Writer: Jeremy Fletcher
Co-Directors: Marcus Bazley, Will Holyhead
In 2019 the village of Fishlake, near Doncaster, suffered devastating floods, with many families temporarily homeless and many properties devastated. Later meetings of villagers shared their memories of the floods until they were refined down and assembled into a play by Jeremy Fletcher, a Fishlake resident whose home was flooded. Fletcher happens to be the co-founder of Sheepish Productions who have now brought the play into Cast for three performances, followed by two more in the locality.
It’s a comparatively simple arrangement of six actors taking one main part each and various extras, two side-of-stage musicians and Foley providers and a community choir who make occasional appearances to sing songs written by sound designer Moony Wainwright, sometimes in association with Sharon Richards, the choir leader. Caitlin Mawhinney’s set design works nicely, with a medley of bric a brac and miscellaneous furniture/junk: chairs, table, cones, “Road Closed” signs, etc. These serve as stand-ins for the real thing as well as being, simply, junk. At the back a sort of frieze backs up the action with projections, some of them very effective.
In the first half we experience the night of the floods, with drama centring particularly on disastrous attempts to leave the village or to investigate water levels. There are also scenes in The Hare and Hounds, so far as one can gather the heart of the village, and in two flood-hit houses. In one, irascible Bill (David Westbrook), walking with a stick, resists the efforts of Mary, increasingly tired and worried in Julie Higginson’s performance, to get him to move. In the other, James (Ben Eagle), worried about the insurance, coaxes his nervous wife Sue (Eve Burley) and daughter Daisy (Tilly Sutcliffe), desperate about her tropical fish, into attempting departure. Daniel Coll, the concerned flood warden, links the whole thing together and Sutcliffe, the only one to play two main parts, crops up when least expected as the eccentric teenager, Vitamins.
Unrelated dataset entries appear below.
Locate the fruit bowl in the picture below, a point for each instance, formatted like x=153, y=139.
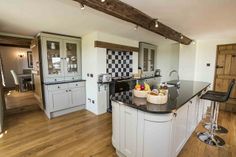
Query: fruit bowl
x=157, y=99
x=140, y=93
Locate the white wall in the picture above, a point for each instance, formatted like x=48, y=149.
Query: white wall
x=167, y=60
x=206, y=53
x=187, y=60
x=11, y=61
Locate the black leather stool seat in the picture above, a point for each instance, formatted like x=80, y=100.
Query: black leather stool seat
x=216, y=97
x=219, y=96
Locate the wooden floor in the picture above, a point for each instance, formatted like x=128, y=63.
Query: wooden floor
x=82, y=134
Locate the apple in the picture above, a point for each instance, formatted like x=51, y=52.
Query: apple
x=142, y=87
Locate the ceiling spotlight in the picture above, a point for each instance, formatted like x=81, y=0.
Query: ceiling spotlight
x=81, y=6
x=156, y=23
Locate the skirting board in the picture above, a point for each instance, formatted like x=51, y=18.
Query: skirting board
x=63, y=112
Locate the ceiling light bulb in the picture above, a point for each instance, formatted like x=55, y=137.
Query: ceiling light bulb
x=156, y=23
x=81, y=6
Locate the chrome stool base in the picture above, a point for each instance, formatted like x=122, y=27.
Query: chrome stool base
x=211, y=139
x=217, y=129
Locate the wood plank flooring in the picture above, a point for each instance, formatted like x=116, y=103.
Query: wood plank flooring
x=83, y=134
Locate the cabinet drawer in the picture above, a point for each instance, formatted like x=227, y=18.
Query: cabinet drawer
x=55, y=79
x=76, y=84
x=72, y=78
x=57, y=87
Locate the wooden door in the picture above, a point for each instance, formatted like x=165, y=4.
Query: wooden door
x=225, y=72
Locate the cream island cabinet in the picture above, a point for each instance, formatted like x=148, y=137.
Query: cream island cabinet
x=155, y=131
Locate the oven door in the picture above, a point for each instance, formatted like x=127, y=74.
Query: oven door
x=121, y=87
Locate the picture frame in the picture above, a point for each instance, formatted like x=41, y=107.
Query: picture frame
x=30, y=59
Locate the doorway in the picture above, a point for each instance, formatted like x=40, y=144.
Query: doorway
x=225, y=71
x=17, y=83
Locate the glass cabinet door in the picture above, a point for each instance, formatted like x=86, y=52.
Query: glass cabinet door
x=145, y=59
x=152, y=59
x=54, y=57
x=71, y=57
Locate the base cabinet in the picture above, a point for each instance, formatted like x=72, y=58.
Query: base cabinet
x=128, y=131
x=59, y=99
x=135, y=133
x=141, y=134
x=180, y=129
x=64, y=98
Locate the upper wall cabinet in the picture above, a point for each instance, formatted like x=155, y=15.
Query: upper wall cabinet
x=61, y=58
x=147, y=58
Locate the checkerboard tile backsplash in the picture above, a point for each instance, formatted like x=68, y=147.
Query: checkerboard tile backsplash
x=119, y=63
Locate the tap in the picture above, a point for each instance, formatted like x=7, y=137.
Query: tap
x=175, y=71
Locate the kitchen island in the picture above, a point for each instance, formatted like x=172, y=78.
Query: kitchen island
x=142, y=129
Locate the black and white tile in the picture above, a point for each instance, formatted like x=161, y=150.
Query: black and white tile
x=119, y=63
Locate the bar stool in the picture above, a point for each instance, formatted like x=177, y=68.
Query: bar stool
x=209, y=137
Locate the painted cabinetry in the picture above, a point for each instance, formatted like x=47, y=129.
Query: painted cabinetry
x=141, y=134
x=61, y=57
x=64, y=98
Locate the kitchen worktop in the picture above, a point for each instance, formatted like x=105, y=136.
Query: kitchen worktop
x=61, y=82
x=177, y=97
x=129, y=79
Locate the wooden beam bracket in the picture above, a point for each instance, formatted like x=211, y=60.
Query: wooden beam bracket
x=117, y=47
x=130, y=14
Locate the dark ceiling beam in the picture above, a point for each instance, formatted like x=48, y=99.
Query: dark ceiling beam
x=14, y=41
x=128, y=13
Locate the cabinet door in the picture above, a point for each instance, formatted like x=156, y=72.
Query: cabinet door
x=72, y=58
x=191, y=117
x=157, y=138
x=180, y=129
x=145, y=59
x=77, y=96
x=59, y=99
x=128, y=133
x=116, y=125
x=52, y=58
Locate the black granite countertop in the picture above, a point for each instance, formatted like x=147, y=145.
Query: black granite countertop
x=61, y=82
x=130, y=79
x=177, y=97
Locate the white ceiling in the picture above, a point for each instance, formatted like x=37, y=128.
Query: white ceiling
x=28, y=17
x=198, y=20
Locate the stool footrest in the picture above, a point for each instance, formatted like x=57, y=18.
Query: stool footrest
x=210, y=139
The second half deals with the aftermath and brings in the humour of caricature. In between sober scenes of putting things together again is a confusion of visitors: Prince Charles, tractors with masses of supplies, loss assessors, insurance people, television journalists, etc. Some are a bit trying (those BBC voices!), but there are plenty of laughs, too: the Prime Minister, represented by a jacket on a mop, held by Eagle doing a pretty mean Boris Johnson impersonation as he bumbles his way round “Fishcake”.
Occasionally Marcus Bazley and Will Holyhead let the pace drop, but the final effect, as the actors spell out what has changed, is respect for “the community that held firm”, exemplified by the song that tops and tails the show, Fishlake is Our Village.
Reviewed on 17th October 2025.
Touring to Rotherham Civic Theatre (28th October) and Theatre Royal Wakefield (30th October).